Titles reduced down to:  119  dimensions
Descriptions reduced down to:  119  dimensions


In [128]:
#Next, let's form a list of tuples, for both embeddings
#Index in list refers to index of original listing
embedding_tuples = list(zip(title_embeddings, description_embeddings))

<class 'numpy.ndarray'>


In [182]:
#Function for getting X most similar listings based on title and description embeddings
def get_listings(embedding_tuples, top_n, search_phrase_embedding, data):
    
    #make some structures to hold your results
    index_count = 0
    similarities_titles = []
    similarities_descriptions = []

    #Iterate over all embeddings
    for embedding in embedding_tuples:

        #Get cosine similarity with title
        cosine_title = cosine_similarity(search_phrase_embedding.reshape(1, -1), embedding[0].reshape(1, -1))
        similarities_titles.append([cosine_title[0][0], index_count])

        #Get cosine similarity with title
        cosine_description = cosine_similarity(search_phrase_embedding.reshape(1, -1), embedding[1].reshape(1, -1))
        similarities_descriptions.append([cosine_description[0][0], index_count])

        index_count += 1

    #now that we have both lists, order them based on their scores and take the top X
    titles_sorted = sorted(similarities_titles, key=lambda x: x[0], reverse= True)[0:top_n]
    descriptions_sorted = sorted(similarities_descriptions, key=lambda x: x[0], reverse= True)[0:top_n]

    #extract indices only
    indicies_titles = [titles[1] for titles in titles_sorted]
    indices_descriptions = [descriptions[1] for descriptions in descriptions_sorted]

    all_indices = indicies_titles + indices_descriptions

    #Count again
    counts = Counter(all_indices)
    results = counts.most_common(top_n)

    final_indices = [result[0] for result in results]
    
    #Print the resulting entries
    for index in final_indices:

        print("Title: " + data.title[index] + "\n")
        print("Description: " + data.description[index] + "..." + "\n")
        
        print("\n ======================= \n")


In [194]:
search_phrase = "I specialise in educational construction"

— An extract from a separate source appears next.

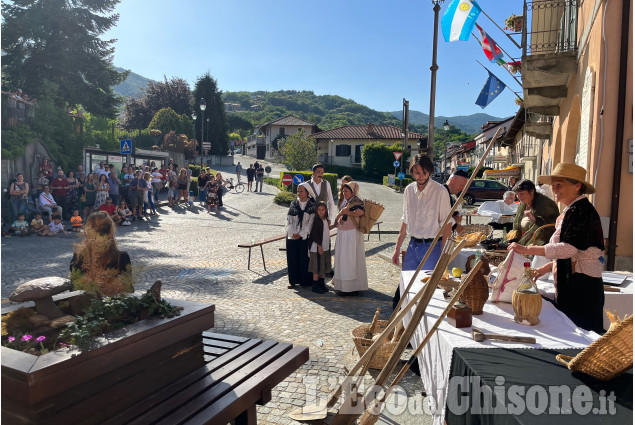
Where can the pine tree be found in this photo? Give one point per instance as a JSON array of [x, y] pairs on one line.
[[216, 131], [53, 49]]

#Encode the search phrase too with the language model
search_phrase_embedding = model.encode(search_phrase)


In [None]:
get_listings(embedding_tuples, 5, search_phrase_embedding, data)

# Quick notes on how I believe the second method performs

Setting up of the second approach certainly takes more time, and I am not sure how this would work in an online setting where embeddings need to be computed on the go. 

However, once the embeddings have been computed and the language model is initalized, getting the search phrase embedding is still fast and the suggested listings work surprisingly well considering no dimensionality reduction has been applied.

This approach gives the user a lot more freedom in their inputs. I played around with several wordings of work related to working on educational/school facilities and most suggestions are related to the search.

This is an advantage to the n-grams approach where wording and keywords are predefined in the dictionary and using search terms outside of that would result in poor listing selection.

Further, as multi-lingual models exist, this should allow for various languages to be used for searching, while still producing relevant listings.